Una manciata di fango smorzò il grido di Creed, che si sentì soffocare e sputò ripetutamente. Tentò di muoversi, ma la terra gli premeva addosso, gli comprimeva il petto, rendendogli difficile il minimo spostamento, per non parlare di gridare, urlare. Lo stavano seppellendo vivo, ma non suo figlio, bensì qualcun altro, un individuo dall'aria familiare, non esattamente familiare, un estraneo che aveva già visto altrove, un uomo esile dall'impermeabile di garbardine intento a scavare, a sollevare ridendo palate di terra, e a gettarle su di lui, ricoprendogli il corpo, le braccia, le gambe, il petto, la, oh, Dio, no, la faccia...
Si svegliò di soprassalto.
Sentì freddo, anche se le coperte erano ancora tirate sino al collo. Si chiese che cosa avesse sognato. Niente di bello, ne era certo. Qualcosa che aveva a che fare con le tombe. Già, chi lo avrebbe mai detto?
Sollevò la testa dal cuscino e guardò ai piedi del letto. Alla luce della luna che filtrava dalla finestra aperta notò di avere i piedi scoperti. Ecco perché aveva così freddo. Erano come blocchi di ghiaccio, con gli alluci completamente insensibili. Agitarli non servì a migliorare la circolazione. Appoggiato su un gomito, si sporse per sistemare la coperta, ma qualcosa di nero e guizzante attrasse il suo sguardo. Era venuto dal bordo del materasso, come se fosse salito dal pavimento, per poi scomparire sotto la trapunta.
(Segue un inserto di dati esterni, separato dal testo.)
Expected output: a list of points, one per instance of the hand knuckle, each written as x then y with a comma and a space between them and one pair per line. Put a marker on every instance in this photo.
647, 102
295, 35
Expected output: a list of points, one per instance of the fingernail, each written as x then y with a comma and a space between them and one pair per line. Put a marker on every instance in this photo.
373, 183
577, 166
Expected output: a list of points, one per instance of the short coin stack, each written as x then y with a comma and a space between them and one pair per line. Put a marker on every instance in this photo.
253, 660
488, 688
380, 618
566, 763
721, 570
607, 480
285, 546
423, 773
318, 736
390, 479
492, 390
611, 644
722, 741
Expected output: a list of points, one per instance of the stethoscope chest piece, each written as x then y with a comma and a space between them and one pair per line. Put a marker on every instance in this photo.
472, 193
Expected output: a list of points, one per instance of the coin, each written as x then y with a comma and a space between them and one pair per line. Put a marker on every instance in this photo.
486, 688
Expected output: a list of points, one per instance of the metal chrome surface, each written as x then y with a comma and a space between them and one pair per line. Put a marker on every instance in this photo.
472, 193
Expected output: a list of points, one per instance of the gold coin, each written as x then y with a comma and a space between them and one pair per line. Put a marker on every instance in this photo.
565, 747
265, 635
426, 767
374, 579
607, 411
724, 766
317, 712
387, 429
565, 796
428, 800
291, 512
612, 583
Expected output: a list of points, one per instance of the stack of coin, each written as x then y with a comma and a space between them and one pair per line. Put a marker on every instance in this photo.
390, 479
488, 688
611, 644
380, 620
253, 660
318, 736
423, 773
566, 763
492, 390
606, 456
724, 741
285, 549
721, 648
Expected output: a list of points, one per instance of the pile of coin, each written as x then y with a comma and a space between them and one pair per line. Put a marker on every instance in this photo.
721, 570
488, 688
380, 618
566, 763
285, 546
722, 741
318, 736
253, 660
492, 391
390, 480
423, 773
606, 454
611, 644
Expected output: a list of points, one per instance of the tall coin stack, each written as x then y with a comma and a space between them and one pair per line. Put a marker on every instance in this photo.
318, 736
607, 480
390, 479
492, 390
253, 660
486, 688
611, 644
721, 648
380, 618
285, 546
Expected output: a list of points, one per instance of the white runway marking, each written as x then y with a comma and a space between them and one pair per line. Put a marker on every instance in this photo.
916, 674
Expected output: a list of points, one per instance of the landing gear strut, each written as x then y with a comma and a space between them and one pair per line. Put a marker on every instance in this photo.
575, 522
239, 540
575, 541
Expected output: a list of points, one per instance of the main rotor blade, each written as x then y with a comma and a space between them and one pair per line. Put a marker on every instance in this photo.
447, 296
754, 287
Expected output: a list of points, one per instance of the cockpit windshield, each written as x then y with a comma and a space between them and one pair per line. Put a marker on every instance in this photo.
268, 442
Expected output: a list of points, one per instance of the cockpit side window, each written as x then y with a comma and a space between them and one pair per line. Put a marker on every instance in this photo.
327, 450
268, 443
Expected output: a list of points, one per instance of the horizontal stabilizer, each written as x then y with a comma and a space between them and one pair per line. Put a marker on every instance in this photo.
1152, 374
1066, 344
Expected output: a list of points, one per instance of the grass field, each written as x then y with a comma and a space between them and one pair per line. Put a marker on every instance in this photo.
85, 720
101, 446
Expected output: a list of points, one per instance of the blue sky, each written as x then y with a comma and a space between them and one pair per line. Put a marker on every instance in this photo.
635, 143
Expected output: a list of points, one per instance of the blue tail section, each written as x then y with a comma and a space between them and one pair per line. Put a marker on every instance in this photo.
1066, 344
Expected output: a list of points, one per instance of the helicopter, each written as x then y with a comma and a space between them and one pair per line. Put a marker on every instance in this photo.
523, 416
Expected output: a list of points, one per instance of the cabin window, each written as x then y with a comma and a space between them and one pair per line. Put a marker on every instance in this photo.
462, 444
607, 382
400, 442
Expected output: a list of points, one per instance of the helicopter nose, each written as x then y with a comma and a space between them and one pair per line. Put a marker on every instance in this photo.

Prima di riuscire a scalciare, si accorse di altri movimenti nel letto accanto a sé e avvertì una sensazione non dissimile dalla pelle d'oca.
Poi scorse un altro esserino nero infilarsi velocissimo fra le coperte.
Balzò fuori dal letto, quasi inciampando negli abiti ammucchiati a terra. Andò a sbattere contro la porta e si mise ad armeggiare sulla parete in cerca dell'interruttore. Lo trovò e accese la luce.
Si riparò immediatamente gli occhi con la mano, momentaneamente accecato dal bagliore improvviso, quindi sollevò lentamente il palmo: sul pavimento attorno al letto c'era soltanto il cumulo di vestiti. Davvero aveva visto un ragno — anzi, due — scomparire sotto la trapunta? O si era trattato unicamente di un residuo del sogno? In ogni caso, per quanto non gli piacessero, gli animaletti striscianti di certo non lo spaventavano. Non molto, perlomeno.